Endangered crafts COAM

We’ve all heard of endangered animals but have you heard of endangered crafts?

The UK has an amazing range of heritage skills and crafts some of which the Chilterns are known for, such as chair making, but sadly the knowledge of how to do some of these skills are becoming endangered.

The Heritage Crafts Association received a grant in 2015, to enable them to assess the viability of traditional heritage crafts in the UK. Their research has led to them publishing a red list of endangered crafts. They hope their research will help to shine a light on these dying skills and act as a call to action to those who have it within their power to resolve or alleviate these issues. The hope is that their project will mark the start of long-term monitoring of heritage craft viability and a shared will to avoid the cultural loss that is borne each time a craft dies.
See what crafts are on the red list

Endangered crafts straw hats

Chiltern Open Air Museum doesn’t only rescue and protect physical buildings, but the stories and traditions connected to the people who inhabited them. Onsite we try to carry out as many traditional practices and skills as possible, some, such as hurdle making, are used as par by the team who maintain the site, others, such as rag rug making, are taught and demonstrated in school workshops and events, and some skills are shared in the form of workshops and experience days. We are proud that we now offer ten different experience days or workshops that encompass traditional skills and techniques. Our aim is to be able to offer more opportunities for people to learn traditional skills in the future.

Endangered crafts working with straw

Working with straw and corn dolly making are one of the traditional skills listed on the Heritage Crafts Associations list of endangered crafts. The Museum is very fortunate that skilled straw practitioner, Heather Beeson has agreed to run Working with Straw experience days at the Museum to teach and pass on this beautiful skill to new people. We offer a variety of straw workshops for varying skill sets from complete beginners to those with a little more experience as well as courses suitable for children. Heather also runs mixed skills sessions for those who might be working on their own straw projects but would like a little guidance or support.

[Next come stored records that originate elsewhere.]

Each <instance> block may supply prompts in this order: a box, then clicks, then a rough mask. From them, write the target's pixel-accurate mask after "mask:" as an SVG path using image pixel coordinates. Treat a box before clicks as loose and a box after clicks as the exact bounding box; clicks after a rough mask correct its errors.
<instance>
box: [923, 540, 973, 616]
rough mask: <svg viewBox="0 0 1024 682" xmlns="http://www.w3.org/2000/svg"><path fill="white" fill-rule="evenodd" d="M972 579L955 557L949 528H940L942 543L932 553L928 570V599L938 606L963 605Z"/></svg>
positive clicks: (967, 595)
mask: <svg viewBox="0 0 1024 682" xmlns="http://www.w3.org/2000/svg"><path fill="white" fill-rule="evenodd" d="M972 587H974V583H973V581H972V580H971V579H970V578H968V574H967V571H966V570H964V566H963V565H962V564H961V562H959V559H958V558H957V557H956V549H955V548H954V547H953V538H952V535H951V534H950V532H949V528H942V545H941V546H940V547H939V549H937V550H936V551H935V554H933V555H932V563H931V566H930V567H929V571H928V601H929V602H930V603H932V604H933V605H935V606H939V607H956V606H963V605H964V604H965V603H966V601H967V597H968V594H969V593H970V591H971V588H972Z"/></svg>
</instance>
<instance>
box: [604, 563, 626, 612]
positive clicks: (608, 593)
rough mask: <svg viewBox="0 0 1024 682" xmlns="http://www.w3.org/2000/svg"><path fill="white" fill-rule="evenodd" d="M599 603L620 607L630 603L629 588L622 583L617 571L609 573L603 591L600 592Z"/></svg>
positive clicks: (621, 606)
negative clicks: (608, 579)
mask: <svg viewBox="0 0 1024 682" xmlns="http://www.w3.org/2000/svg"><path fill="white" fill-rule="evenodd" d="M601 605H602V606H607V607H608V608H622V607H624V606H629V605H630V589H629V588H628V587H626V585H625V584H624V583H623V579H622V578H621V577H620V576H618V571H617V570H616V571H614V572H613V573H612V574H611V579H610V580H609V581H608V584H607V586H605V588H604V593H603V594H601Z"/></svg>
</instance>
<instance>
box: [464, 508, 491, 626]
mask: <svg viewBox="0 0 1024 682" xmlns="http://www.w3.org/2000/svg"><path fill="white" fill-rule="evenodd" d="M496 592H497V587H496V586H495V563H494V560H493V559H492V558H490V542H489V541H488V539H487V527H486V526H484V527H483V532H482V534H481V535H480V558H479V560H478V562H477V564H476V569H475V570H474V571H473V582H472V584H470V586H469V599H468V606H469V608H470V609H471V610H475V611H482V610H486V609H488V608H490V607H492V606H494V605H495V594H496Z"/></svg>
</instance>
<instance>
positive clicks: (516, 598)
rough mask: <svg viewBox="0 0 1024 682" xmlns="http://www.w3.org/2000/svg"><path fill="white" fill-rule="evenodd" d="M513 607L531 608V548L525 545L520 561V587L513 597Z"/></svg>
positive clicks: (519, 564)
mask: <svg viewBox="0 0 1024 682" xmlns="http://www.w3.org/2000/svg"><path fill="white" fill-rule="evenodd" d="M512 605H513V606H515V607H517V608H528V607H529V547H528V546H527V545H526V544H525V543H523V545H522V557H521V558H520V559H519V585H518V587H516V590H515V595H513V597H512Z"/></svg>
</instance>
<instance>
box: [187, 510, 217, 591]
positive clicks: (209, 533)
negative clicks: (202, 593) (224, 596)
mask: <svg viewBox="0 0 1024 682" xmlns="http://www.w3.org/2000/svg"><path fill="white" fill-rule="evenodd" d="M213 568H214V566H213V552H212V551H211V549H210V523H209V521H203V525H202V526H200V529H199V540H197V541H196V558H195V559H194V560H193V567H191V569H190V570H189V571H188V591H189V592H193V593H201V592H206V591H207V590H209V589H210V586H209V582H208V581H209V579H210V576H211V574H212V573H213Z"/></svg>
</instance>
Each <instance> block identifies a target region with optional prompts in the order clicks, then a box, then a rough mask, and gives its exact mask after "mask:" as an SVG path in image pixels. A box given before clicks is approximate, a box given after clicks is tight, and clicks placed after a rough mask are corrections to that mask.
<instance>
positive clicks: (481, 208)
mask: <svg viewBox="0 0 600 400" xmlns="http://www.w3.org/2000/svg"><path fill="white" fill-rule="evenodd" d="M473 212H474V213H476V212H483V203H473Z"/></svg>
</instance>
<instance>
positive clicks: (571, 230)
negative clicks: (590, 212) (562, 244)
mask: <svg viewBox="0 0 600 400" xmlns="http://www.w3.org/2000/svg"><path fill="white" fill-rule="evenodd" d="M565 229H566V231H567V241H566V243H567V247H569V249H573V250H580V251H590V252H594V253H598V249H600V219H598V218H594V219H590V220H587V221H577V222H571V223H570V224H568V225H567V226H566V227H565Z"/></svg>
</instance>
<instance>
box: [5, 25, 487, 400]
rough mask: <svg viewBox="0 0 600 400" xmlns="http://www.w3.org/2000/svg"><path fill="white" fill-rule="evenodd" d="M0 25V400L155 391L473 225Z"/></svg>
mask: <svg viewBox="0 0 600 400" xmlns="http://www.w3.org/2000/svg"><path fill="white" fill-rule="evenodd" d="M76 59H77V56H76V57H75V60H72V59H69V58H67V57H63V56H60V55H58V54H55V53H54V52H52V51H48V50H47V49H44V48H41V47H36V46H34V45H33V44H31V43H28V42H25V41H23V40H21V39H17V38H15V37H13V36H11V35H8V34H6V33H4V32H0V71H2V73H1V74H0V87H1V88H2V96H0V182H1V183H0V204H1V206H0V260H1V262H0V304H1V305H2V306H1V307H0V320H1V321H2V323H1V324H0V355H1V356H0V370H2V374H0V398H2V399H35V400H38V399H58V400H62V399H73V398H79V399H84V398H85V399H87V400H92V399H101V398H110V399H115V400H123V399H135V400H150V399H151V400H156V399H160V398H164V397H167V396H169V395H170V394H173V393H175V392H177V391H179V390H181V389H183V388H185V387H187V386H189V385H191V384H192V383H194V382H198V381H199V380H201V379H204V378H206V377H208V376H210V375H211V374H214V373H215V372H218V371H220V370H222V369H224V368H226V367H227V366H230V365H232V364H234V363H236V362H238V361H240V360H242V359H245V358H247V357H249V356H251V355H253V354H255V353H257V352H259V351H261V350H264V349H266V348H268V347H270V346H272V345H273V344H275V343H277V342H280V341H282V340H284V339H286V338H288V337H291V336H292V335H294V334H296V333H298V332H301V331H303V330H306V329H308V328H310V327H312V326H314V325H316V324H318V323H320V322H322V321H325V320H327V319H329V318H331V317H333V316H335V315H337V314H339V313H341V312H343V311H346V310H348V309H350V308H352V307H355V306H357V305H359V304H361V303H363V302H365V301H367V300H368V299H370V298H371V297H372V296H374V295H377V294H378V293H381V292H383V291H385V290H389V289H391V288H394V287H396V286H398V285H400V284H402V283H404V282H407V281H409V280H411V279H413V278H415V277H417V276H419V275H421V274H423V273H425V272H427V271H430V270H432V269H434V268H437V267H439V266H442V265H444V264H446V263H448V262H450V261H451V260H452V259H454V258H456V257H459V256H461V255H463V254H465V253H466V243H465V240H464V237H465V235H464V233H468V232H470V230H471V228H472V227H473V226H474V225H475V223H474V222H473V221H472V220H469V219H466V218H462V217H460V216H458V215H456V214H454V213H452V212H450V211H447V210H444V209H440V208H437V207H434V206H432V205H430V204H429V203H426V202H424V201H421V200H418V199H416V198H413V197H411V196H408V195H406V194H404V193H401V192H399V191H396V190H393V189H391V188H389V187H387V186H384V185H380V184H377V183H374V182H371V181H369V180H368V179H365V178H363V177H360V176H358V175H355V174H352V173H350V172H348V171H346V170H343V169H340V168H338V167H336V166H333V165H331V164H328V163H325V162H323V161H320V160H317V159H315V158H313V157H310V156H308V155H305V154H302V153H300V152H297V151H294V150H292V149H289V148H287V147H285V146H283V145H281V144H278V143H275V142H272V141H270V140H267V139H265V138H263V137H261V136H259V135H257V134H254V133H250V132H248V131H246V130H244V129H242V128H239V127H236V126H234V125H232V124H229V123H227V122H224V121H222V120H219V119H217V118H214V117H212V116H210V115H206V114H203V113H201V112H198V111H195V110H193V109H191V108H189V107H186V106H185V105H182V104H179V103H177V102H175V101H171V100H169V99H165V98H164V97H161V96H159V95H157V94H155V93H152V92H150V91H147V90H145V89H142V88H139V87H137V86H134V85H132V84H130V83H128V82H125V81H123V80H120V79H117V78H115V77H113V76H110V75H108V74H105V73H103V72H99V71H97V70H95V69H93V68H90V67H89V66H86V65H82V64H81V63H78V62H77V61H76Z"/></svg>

Other experience days and workshops that we offer are still viable crafts. Those on the viable list are deemed to have sufficient numbers of knowledgeable craftspeople who are able to pass it on to the next generation. However, these will only remain viable if there are opportunities and exposure to inspire and encourage people to learn them.

We currently run the following experience days and skills:

Working with Straw
Blacksmithing
Historic Baking
Historic Cooking
Willow Weaving and Sculpture
English Folk Singing
Family Prehistory
Watercolour and Sketching
Mindfulness

Experience days can be purchased via our website shop or via our ticket office.

Endangered Crafts Blacksmithing at COAM

In the future, using our traditional bodgers area, we hope to be able to have demonstrations and workshops on the endangered crafts of broom making, hurdle making, pole lathe bowl turning and rake making.

HCA Chair Patricia Lovett MBE said: “Traditional crafts are a vital part of the UK’s intangible cultural heritage (ICH)… not our monuments and historical artefacts, which are already well-protected by heritage professionals, but the living knowledge, skills and practices used to create them… along with many of the other things we treasure in this country. While we campaign for the UK to ratify the UNESCO Convention on ICH safeguarding (we are one of only 18 countries in the world that hasn’t), we will continue to catalogue our endangered craft heritage and focus attention on that which we are in danger of losing, so paving the way for the UK to join the rest of the world in protecting this important element of our shared culture.”

About the Heritage Crafts Association

Founded in 2009 by a small group of makers and those interested in craft, the Heritage Crafts Association (HCA) is the advocacy body for traditional heritage crafts. Working in partnership with Government and key agencies, it provides a focus for craftspeople, groups, societies and guilds, as well as individuals who care about the loss of traditional crafts skills, and works towards a healthy and sustainable framework for the future. Our aims it to support and promote heritage crafts as a fundamental part of our living heritage. In the UK traditional crafts are not recognised as either arts or heritage so fall outside the remit of all current support and promotion bodies. At the HCA we are doing what we can to address that situation and safeguard craft skills and knowledge for the future.